Son rôle ministériel renforce son influence
Face aux députés, Bruno Retailleau a adopté une attitude plus pondérée mardi, affirmant qu’il fallait renforcer la pression sur le chef du gouvernement, mais qu’une sortie des Républicains de l’exécutif ne pourrait se justifier que sur un enjeu « clairement perçu par les Français », selon une source. « On est face au syndrome de Pierre et le loup : peut-être qu’il partira, peut-être pas, et alors ? », plaisante Erwan Balanant, député MoDem et ardent défenseur de la réforme. « Il ne faut pas tomber dans ce piège. », met en garde un député LR, estimant que menacer de censure ou de démission n’est pas la meilleure tactique.
La perspective d’une démission sert néanmoins à renforcer la pression sur François Bayrou et à critiquer ses priorités, d’autant plus qu’une autre réforme électorale, la loi Paris-Lyon-Marseille sur le mode de scrutin municipal dans ces trois métropoles, avance sous l’impulsion du gouvernement, au grand mécontentement des Républicains. Ce texte, rejeté par le Sénat, doit repasser en deuxième lecture à l’Assemblée, ce qui pourrait déboucher sur une commission mixte paritaire, une procédure vivement critiquée par la droite qui y voit un « tripatouillage électoral » à moins d’un an des élections municipales.
Mais le Premier ministre palois sera-t-il sensible aux menaces de Bruno Retailleau ? Jusqu’à présent, le chef du gouvernement n’a pas répondu directement au ministre, se contentant de poursuivre ses consultations auprès des partis politiques. Le MoDem paraît plus déterminé que jamais à faire adopter la réforme, bénéficiant du concours du Rassemblement national, d’une frange de la gauche et du parti présidentiel. Une dynamique qui pourrait mettre Bruno Retailleau en situation délicate, voire le pousser vers la sortie.
« Ce serait un grave problème pour le gouvernement de perdre Bruno Retailleau, car il a gagné en popularité. »
Sébastien Huygue, députéà 42mag.fr
Par ailleurs, le ministre de l’Intérieur aurait probablement beaucoup à perdre s’il allait jusqu’à démissionner, surtout à deux ans de la présidentielle. En quelques mois, sa fonction lui a offert une visibilité accrue auprès du grand public et a renforcé son image auprès des électeurs et militants LR. « Pour qui nourrit des ambitions présidentielles, il est essentiel d’être vu, donc de rester au gouvernement », défend un député LR. Mais jusqu’à quand ? « Son départ sera inévitable un jour, car c’est un homme en campagne.
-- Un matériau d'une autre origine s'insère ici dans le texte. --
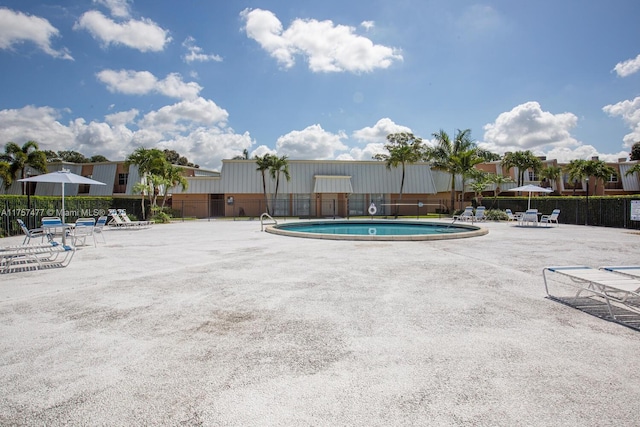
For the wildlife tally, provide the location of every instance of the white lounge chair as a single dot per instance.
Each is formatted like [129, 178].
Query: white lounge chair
[83, 229]
[530, 217]
[617, 291]
[98, 230]
[479, 215]
[548, 219]
[466, 215]
[30, 233]
[34, 257]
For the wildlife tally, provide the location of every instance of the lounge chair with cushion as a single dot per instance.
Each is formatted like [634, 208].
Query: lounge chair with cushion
[620, 293]
[479, 216]
[83, 229]
[34, 257]
[548, 219]
[466, 215]
[30, 233]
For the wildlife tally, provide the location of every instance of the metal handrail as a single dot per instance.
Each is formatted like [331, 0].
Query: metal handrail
[262, 220]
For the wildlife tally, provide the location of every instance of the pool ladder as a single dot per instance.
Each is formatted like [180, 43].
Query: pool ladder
[262, 217]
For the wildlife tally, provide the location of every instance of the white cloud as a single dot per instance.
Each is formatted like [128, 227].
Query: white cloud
[185, 115]
[312, 142]
[528, 127]
[132, 82]
[327, 47]
[628, 67]
[367, 25]
[195, 53]
[118, 8]
[378, 132]
[630, 113]
[144, 35]
[17, 27]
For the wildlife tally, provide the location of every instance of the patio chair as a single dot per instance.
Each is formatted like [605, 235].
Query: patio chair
[83, 229]
[98, 230]
[616, 290]
[530, 217]
[548, 219]
[510, 215]
[479, 216]
[467, 215]
[30, 233]
[125, 218]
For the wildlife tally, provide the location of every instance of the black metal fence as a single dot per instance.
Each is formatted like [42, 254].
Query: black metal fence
[596, 211]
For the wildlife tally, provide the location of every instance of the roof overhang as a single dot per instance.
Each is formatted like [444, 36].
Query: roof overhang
[332, 184]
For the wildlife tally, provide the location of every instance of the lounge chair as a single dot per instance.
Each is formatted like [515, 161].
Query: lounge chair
[511, 216]
[620, 293]
[98, 230]
[34, 257]
[30, 233]
[548, 219]
[466, 215]
[127, 220]
[530, 217]
[479, 216]
[83, 229]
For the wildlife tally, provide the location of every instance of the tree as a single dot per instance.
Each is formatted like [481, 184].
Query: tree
[98, 158]
[243, 156]
[553, 174]
[497, 180]
[150, 163]
[403, 148]
[445, 155]
[5, 175]
[21, 157]
[172, 178]
[523, 161]
[635, 151]
[277, 166]
[264, 163]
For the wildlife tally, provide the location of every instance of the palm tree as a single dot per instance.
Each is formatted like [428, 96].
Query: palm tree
[444, 156]
[173, 177]
[264, 163]
[552, 173]
[21, 157]
[150, 163]
[278, 165]
[497, 180]
[5, 176]
[522, 160]
[403, 149]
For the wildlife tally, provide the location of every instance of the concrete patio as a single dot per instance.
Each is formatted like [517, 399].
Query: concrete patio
[215, 323]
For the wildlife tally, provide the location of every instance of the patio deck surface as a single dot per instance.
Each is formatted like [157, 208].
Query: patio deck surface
[215, 323]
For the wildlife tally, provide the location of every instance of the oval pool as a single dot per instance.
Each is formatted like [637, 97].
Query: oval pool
[376, 230]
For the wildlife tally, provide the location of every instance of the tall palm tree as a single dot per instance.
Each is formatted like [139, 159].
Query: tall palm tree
[278, 165]
[444, 156]
[172, 178]
[21, 157]
[523, 161]
[264, 164]
[403, 148]
[553, 174]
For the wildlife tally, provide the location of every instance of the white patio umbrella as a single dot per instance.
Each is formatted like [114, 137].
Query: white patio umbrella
[531, 189]
[63, 177]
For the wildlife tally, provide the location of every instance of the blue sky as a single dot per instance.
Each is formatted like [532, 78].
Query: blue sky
[319, 80]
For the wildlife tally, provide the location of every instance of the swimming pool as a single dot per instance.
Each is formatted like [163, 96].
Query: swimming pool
[377, 230]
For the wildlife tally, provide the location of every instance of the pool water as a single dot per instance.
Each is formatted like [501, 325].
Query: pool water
[376, 230]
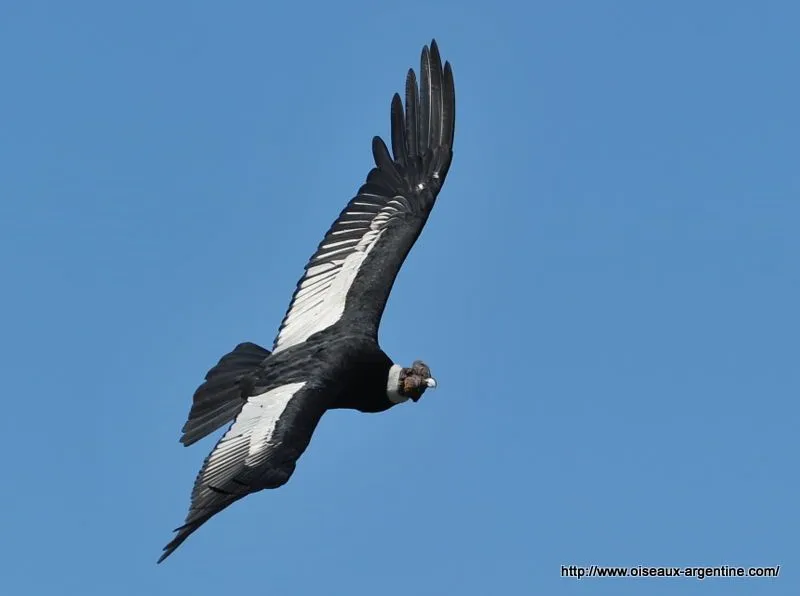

Néanmoins, je ne crois pas qu’il démissionnera maintenant, car sa présence dans l’exécutif lui confère une stature importante », conclut la députée macroniste Prisca Thévenot. Tant que la réforme ne sera pas formellement inscrite à l’ordre du jour du Conseil des ministres, Bruno Retailleau est en mesure de préserver à la fois son influence et son soutien au sein de sa famille politique.